Professor Jens-Christian Svenning, Aarhus University, has been awarded the Ebbe Nielsen Prize for his research into how biodiversity is affected by climate change. He received the prize at a ceremony in Argentina.
2011.10.07
Jens-Christian Svenning, Professor of Ecoinformatics and Biodiversity at Aarhus University, has been awarded the international Ebbe Nielsen Prize of EUR 30,000. The prize is awarded once a year by the Global Biodiversity Information Facility (GBIF), and it goes to a researcher who has demonstrated new ways of using biosystematics and biodiversity informatics.
The prize was awarded at a ceremony in Buenos Aires, where Professor Svenning presented his research at the GBIF’s annual science symposium.

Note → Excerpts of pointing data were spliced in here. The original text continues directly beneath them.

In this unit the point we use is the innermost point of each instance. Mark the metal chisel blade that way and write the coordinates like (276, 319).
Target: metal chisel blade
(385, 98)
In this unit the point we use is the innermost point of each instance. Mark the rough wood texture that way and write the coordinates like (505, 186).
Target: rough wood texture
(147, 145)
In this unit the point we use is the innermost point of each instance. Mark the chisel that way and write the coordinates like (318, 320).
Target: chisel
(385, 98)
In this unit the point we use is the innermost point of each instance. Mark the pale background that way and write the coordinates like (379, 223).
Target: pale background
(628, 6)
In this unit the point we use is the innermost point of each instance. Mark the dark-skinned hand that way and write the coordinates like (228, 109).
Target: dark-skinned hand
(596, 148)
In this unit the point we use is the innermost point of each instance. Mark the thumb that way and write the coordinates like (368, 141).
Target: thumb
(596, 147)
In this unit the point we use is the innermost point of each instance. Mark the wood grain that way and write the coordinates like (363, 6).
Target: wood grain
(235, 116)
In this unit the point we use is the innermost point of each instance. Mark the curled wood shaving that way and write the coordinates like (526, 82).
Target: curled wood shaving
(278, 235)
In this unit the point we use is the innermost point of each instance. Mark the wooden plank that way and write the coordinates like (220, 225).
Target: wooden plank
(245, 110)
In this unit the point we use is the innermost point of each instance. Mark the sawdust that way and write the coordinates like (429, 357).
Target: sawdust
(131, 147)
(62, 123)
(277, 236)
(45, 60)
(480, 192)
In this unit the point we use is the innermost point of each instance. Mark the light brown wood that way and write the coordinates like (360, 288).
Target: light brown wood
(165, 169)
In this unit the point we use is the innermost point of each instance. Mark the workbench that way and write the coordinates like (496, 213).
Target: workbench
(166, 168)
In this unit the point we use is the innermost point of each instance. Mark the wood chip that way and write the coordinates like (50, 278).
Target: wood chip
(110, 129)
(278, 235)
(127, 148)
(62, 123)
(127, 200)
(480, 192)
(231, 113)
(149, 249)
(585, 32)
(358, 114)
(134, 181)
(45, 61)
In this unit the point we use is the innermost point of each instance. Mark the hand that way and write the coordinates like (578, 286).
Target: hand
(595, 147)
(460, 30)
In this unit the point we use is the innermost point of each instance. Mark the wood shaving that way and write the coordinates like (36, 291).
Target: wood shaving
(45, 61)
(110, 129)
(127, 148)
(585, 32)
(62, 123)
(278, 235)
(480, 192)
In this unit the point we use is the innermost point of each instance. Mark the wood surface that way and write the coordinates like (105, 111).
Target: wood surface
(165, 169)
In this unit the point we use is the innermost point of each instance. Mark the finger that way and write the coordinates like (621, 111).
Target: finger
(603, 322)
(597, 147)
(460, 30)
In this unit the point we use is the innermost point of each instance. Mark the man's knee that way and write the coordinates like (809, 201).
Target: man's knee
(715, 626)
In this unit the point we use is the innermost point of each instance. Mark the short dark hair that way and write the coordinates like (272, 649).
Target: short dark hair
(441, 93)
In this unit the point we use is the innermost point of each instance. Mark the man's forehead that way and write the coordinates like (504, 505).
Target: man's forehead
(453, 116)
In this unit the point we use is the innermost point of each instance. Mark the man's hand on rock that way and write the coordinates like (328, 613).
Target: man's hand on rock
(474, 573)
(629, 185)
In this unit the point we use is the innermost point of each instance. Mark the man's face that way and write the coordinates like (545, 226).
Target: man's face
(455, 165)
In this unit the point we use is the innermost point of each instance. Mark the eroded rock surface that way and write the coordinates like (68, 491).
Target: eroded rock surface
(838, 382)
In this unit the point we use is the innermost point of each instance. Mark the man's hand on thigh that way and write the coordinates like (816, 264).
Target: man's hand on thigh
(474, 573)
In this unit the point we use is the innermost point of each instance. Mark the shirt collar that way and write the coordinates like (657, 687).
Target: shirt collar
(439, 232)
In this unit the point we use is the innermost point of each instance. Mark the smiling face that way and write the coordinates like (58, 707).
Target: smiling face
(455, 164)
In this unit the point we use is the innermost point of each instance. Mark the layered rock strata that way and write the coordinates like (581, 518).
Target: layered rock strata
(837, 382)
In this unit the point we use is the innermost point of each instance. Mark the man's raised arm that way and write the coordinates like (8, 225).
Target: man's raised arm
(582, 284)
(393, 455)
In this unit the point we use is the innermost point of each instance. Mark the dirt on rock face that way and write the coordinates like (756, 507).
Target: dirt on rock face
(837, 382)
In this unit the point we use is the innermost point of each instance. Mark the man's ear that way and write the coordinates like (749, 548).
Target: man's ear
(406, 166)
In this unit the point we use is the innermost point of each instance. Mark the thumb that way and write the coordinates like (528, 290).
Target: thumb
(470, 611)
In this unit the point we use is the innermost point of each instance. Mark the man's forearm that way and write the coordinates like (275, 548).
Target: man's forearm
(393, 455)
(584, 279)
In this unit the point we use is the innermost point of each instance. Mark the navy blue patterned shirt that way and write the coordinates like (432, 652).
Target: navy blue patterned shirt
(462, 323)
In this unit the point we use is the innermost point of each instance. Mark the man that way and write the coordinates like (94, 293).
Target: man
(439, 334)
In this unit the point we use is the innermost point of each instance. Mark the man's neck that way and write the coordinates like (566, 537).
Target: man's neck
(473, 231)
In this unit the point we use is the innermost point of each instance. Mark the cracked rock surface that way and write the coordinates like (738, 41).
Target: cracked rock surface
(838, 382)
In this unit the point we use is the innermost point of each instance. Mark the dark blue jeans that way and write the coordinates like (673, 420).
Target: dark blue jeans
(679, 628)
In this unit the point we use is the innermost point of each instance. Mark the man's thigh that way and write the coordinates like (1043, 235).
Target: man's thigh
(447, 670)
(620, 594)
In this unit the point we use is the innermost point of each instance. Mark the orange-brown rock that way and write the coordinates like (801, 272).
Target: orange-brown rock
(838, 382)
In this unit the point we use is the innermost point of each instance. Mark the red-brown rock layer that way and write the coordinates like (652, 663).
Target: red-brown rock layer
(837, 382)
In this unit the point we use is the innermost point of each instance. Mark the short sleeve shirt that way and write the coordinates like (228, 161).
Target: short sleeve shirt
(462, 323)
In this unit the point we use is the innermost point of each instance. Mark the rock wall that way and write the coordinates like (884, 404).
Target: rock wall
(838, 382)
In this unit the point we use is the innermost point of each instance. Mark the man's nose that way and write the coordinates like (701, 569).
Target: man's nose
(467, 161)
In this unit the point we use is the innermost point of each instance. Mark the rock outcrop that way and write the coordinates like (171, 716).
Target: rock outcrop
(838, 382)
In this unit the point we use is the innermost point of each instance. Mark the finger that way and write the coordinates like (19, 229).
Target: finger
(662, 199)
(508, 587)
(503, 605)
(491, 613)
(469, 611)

The prize was awarded in recognition of Professor Svenning’s work within macroecology, where he studies the relationship between organisms and their environment on a large scale and describes the patterns of frequency, distribution and diversity.
At a speech in connection with the presentation of the prize, Professor Svenning said: “It’s very inspiring to receive this recognition from the GBIF, and I think that inspiration is what a researcher needs to carry on.”
Professor Svenning will use the prize money to finance studies of how to integrate biodiversity informatics, ecology, climate modelling and phylogenetics (the study of the evolutionary relatedness among species) to achieve a better understanding of what determines the diversity of different species.
“Some of the topics I’ve studied involved climate impact on biodiversity. It’s very important to understand this to be able to predict how biological communities and ecosystems will react to future climate change – something we don’t yet understand very well,” said Professor Svenning.
“I’m very interested in studying how past changes in the climate impacted on biodiversity patterns and the extent to which they still play a role. It’ll help us understand what’s coming,” he added.
“We have to realise that many of our estimates of the impact of climate change on biodiversity are likely to be very conservative. I’m inclined to think that the impact will be much more dramatic than what the majority of current models predict,” he said.
About his use of data available through the GBIF, Professor Svenning said: “We can’t study the impact of climate change on biodiversity without having access to large amounts of data regarding the occurrence of different species. The information can come from different sources, but the GBIF makes large amounts of this type of data available via an Internet portal. The GBIF provides access to raw data such as observations of species, which is valuable for our work.”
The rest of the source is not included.